Developing rich buyer personas is critical to helping us identify the key people and roles we need to be working with, what they do/how they are measured, the problems they face and so on. These personas are critical as we look at how we engage them with relevance.
But, too often, we treat the buyer personas as “one size fits all.” We assume, for a given persona in a given industry or market, the way they work, the issues they face, and how they work are very similar. Our engagement strategies are the same for each person in the target persona.
The reality is quite different. In our target markets, people with similar titles and personas may be facing profoundly different issues, or have very different business drivers. Unless we have a much deeper understanding of the customer, and of the people, we may be entirely off base in our engagement strategy.
Let’s look at an example, let’s imagine we target high technology companies. Let’s imagine we are targeting product managers, strategist, product development executives. But the concerns and challenges these people face are profoundly different depending on where they participate in the innovation curve
Using Geoffrey Moore’s famous innovation/adoption curves, we can see one dimension of the differences that may exist between organizations in the same industry/markets. As we look at the same personas in technology companies, the concerns of these will be very different based on where the company is positioned. Product managers in companies positioned as innovators face very different issues than those that are positioned in the early majority or later stages. As a result, our personas may be way off, making it more difficult to engage customers with value.
For example, a close friend VP or product strategy and development for a company that is in the late majority of a certain technology market. They are an amazingly successful company, focused on buying end-of-life products and supporting customers of those products. It’s not sexy, it’s not what we typically associate with high technology companies (we usually glamorize companies in the innovator or early adopter stages).
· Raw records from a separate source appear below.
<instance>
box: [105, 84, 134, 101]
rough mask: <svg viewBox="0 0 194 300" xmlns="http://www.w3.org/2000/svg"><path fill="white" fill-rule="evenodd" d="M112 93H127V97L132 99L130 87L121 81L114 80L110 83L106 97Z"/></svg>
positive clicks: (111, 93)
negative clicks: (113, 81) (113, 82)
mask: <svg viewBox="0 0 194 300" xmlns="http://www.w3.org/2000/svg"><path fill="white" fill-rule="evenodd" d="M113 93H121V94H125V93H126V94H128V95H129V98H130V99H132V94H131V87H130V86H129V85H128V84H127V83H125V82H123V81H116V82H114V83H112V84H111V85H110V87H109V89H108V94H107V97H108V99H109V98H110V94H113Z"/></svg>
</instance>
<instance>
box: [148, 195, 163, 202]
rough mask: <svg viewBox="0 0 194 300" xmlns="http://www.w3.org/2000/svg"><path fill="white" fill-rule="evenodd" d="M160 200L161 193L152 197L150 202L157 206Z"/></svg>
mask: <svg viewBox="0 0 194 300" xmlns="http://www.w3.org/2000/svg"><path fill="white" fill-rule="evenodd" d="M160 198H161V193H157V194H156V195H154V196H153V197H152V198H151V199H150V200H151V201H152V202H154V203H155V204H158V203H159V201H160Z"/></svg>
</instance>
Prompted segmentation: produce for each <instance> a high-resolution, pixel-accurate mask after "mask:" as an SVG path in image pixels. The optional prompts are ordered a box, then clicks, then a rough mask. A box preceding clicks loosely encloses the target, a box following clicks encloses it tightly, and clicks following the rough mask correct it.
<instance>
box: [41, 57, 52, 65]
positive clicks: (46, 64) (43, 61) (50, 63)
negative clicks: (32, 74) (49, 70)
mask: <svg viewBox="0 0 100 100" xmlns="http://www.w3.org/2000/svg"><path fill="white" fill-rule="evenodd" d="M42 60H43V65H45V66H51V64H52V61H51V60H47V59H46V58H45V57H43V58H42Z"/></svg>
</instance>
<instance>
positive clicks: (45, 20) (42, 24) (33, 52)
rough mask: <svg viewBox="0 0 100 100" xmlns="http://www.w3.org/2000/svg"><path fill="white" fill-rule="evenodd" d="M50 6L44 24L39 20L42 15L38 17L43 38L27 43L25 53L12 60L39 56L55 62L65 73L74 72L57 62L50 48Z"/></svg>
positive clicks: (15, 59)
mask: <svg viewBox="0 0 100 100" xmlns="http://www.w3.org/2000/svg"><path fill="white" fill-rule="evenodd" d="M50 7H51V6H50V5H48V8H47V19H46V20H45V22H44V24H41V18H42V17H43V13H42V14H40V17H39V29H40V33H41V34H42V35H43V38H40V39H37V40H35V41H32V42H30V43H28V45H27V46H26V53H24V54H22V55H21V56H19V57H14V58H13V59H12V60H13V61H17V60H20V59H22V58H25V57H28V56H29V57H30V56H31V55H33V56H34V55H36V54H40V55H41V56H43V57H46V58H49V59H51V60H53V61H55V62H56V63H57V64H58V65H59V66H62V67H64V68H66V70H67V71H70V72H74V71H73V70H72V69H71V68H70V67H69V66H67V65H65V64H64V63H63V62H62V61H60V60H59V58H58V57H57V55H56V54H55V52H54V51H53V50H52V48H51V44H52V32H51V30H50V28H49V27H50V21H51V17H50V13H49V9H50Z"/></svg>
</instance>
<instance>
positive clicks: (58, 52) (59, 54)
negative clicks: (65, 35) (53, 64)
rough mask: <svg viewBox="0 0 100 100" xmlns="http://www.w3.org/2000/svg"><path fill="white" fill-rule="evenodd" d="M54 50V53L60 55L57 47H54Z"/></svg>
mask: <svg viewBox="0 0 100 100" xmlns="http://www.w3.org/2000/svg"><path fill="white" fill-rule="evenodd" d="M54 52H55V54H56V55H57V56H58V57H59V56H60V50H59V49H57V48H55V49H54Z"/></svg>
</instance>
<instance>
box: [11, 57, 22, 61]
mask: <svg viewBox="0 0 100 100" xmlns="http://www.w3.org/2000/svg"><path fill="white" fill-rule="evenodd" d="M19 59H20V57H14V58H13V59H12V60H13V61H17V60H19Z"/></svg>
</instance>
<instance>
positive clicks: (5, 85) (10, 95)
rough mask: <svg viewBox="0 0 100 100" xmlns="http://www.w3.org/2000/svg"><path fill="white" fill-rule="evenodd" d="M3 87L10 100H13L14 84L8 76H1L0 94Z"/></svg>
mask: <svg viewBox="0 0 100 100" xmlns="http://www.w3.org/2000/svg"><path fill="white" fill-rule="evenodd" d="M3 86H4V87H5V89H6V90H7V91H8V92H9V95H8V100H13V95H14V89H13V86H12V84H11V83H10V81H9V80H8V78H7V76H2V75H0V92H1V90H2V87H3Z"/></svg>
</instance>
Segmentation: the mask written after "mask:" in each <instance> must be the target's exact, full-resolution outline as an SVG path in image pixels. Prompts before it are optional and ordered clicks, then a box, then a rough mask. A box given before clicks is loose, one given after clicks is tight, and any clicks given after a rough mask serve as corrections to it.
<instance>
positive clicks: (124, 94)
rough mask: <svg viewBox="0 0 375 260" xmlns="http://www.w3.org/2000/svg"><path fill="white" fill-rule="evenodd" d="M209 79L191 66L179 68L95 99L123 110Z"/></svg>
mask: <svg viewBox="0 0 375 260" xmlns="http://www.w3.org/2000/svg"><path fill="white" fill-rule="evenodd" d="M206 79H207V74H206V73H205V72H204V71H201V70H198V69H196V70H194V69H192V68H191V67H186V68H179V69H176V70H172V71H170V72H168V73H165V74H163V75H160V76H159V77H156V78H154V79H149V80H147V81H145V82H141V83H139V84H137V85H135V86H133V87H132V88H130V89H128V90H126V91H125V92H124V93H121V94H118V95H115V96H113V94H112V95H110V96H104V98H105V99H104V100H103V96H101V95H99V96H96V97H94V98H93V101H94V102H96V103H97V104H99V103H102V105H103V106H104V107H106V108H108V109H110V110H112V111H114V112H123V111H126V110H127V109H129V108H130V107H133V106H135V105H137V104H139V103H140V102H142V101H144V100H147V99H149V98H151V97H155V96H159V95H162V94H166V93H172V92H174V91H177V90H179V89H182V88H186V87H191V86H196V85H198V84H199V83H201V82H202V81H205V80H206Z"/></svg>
But it’s a business model that is very successful and extraordinarily. But the key issues, business strategies, metrics, critical success factors for him are very different than his counterparts in similar Series A technology start ups.
This is just one dimension we have to consider as we look at our Personas and how we effectively engage them.
Personas are critical in focusing our engagement strategies, but they are just a starting point. We have to go far deeper in our characterization to maximize our impact and ability to engage and create value with them.